The content really is fantastic. Leigh Montville writes about the last days of old Tiger Stadium in Detroit. The mystery of Billy Martin is tackled by Frank DeFord.  Peter Gammons talks about the fans of Boston’s love and support of Bill Buckner after his disastrous misplay in Game 6 of the 1986 World Series.

On and on the book explores every corner of baseball, from famous names like Mickey Mantle and Stan Musial to the magic of a triple to a Japanese-American revolutionizing the way that the game is played in Hiroshima, a city devastated by the Second World War.

Of course, it’s still subject to the great Achilles’ Heel of its weekly magazine source: some of these articles get dated, and fast.

For example, right now, there is a recent Sports Illustrated – cover-dated May 17 - sitting on my coffee table with Shaquille O’Neal staring at the reader with the headline “Good old Shaq: Can He Deliver a Ring to the King?”. Pretty awkward when LeBron James, Shaq and the rest of the Cleveland Cavaliers were eliminated from the National Basketball Association playoffs on May 14.

That kind of automatic obsolescence is the nature of a weekly publication schedule, but it makes for some uncomfortable reading in a book that collects those articles years later.

Chapters like Steven Cannella’s “Against the Grain” (March 25, 2002) don’t hold up well  as it explains the influence of the maple bat and how “the ball jumped off it with more zip”.

Maybe maple bats do help batters. Maybe Cannella was reporting on what he felt was a real factor in the power surge. I’m not sure. Unfortunately, the piece comes across as a ham-handed attempt at explaining the steroid-fuelled surge in home runs in the late 1990s and early 2000s.

Reading Tampa Bay Devil Rays catcher John Flaherty say that “People talk about the ball being juiced. I’ve been saying for a while now that the wood is so much better than it was when I came up,” makes me cringe because I can’t help but think that the ball and bat have nothing to do with the rise of the long ball.

Every time Barry Bonds is mentioned in this book awkwardness ensues.

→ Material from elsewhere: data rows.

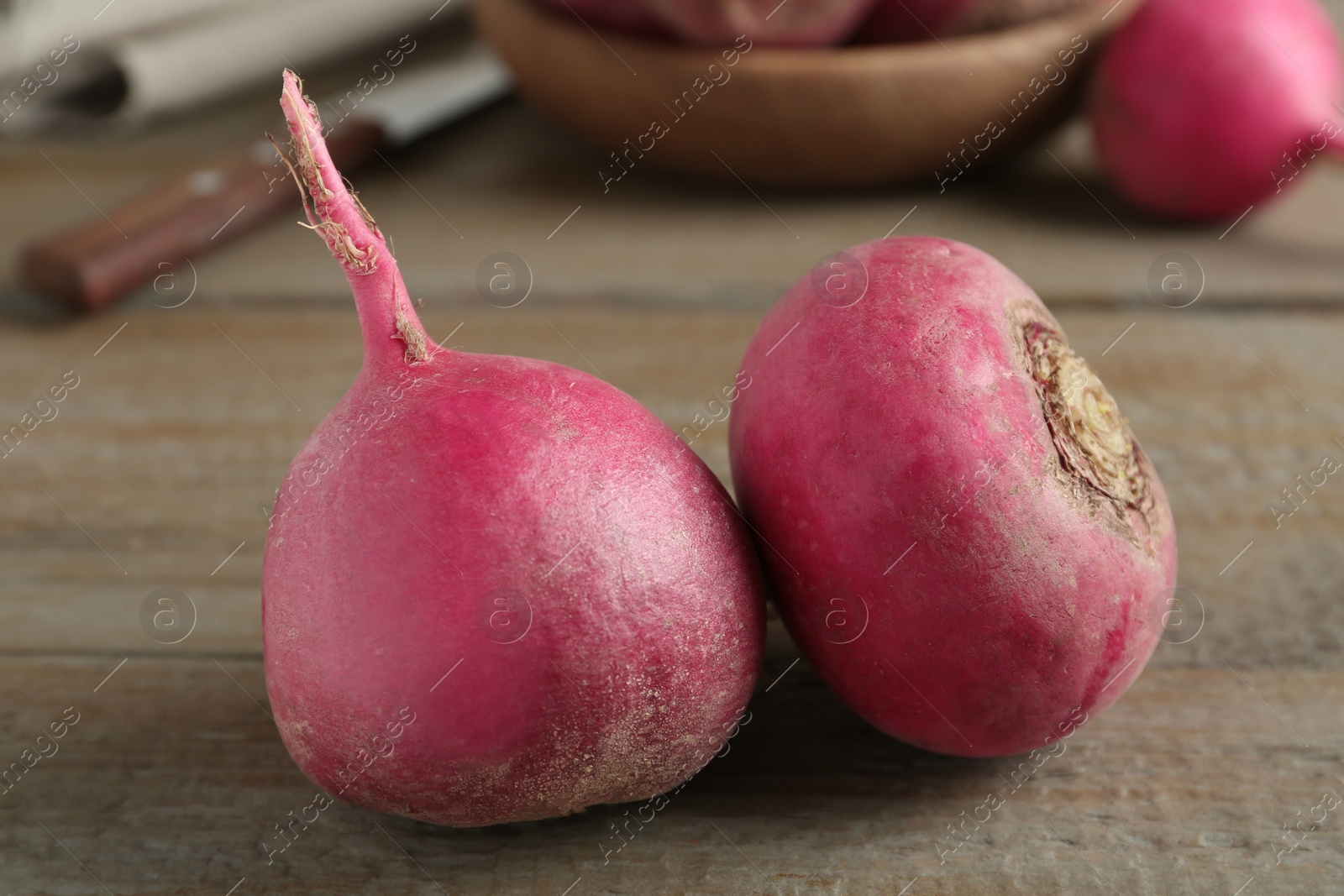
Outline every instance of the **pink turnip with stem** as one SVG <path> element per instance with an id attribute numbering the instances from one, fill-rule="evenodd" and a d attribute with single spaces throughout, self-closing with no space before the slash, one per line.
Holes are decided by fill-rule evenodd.
<path id="1" fill-rule="evenodd" d="M 642 36 L 660 36 L 663 26 L 649 12 L 646 0 L 540 0 L 570 20 L 578 16 L 591 28 L 610 28 Z"/>
<path id="2" fill-rule="evenodd" d="M 980 250 L 857 246 L 766 316 L 728 419 L 781 615 L 906 743 L 1039 748 L 1110 705 L 1161 634 L 1176 532 L 1114 399 Z"/>
<path id="3" fill-rule="evenodd" d="M 853 34 L 875 0 L 648 0 L 663 26 L 688 43 L 808 47 Z"/>
<path id="4" fill-rule="evenodd" d="M 859 32 L 864 43 L 933 40 L 1007 28 L 1097 0 L 879 0 Z"/>
<path id="5" fill-rule="evenodd" d="M 1314 0 L 1149 0 L 1097 70 L 1102 165 L 1149 211 L 1232 218 L 1344 148 L 1339 38 Z"/>
<path id="6" fill-rule="evenodd" d="M 281 105 L 364 336 L 266 540 L 266 688 L 286 748 L 332 794 L 456 826 L 676 786 L 722 748 L 761 662 L 737 509 L 607 383 L 427 339 L 293 73 Z"/>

Similarly, Tom Verducci’s “600 and Counting” (August 19, 2002) looks at the mysterious spike in Barry Bonds’ home run numbers. Verducci, one of the best writers in baseball, breaks Bonds’ career into three stages with the final level being explained away quickly:

“[I]n Stage 3 Bonds has crept closer to home plate, enabling him to pull pitches on the outside half of the plate with power rather than hitting line drives to the leftfield gap.”

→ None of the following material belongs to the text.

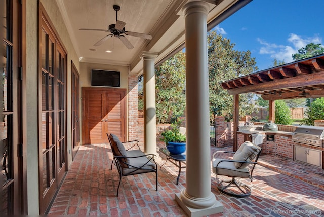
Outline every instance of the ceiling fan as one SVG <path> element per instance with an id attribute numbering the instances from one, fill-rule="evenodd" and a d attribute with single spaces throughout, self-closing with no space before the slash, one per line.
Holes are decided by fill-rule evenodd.
<path id="1" fill-rule="evenodd" d="M 92 28 L 80 28 L 79 30 L 86 30 L 91 31 L 102 31 L 110 32 L 110 34 L 100 39 L 97 42 L 93 45 L 94 46 L 98 46 L 102 44 L 105 41 L 112 36 L 118 38 L 122 41 L 122 42 L 129 49 L 132 49 L 134 48 L 134 46 L 125 35 L 135 36 L 136 37 L 142 38 L 145 39 L 151 40 L 152 39 L 152 36 L 149 34 L 143 34 L 142 33 L 134 32 L 132 31 L 125 31 L 125 26 L 126 23 L 123 22 L 120 20 L 118 20 L 118 11 L 120 10 L 120 7 L 118 5 L 114 5 L 113 10 L 116 11 L 116 24 L 109 25 L 108 29 L 92 29 Z"/>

Sure, Bonds probably did adjust his batting stance at different times in his career, but there’s also a lot of circumstantial evidence that suggests that he used performance enhancing drugs during that same period. The Steroid Era has left me so cynical that I can’t help but believe the latter over the former and that Verducci was naive.

Then again, that’s probably the point. After all, this is a book dedicated to the entirety of the baseball experience from 1954 to 2004. The ignorance of fans and sports journalists about steroids between the mid-1990s and mid-2000s is certainly a part of that history.

All in all, Sports Illustrated’s Great Baseball Writing is an excellent read. Just be prepared for some rather uncomfortable articles that seem ridiculous in light of the Mitchell Report and other investigations into steroid use in professional baseball. Some of the articles just do not hold up in the face of more cynical examination.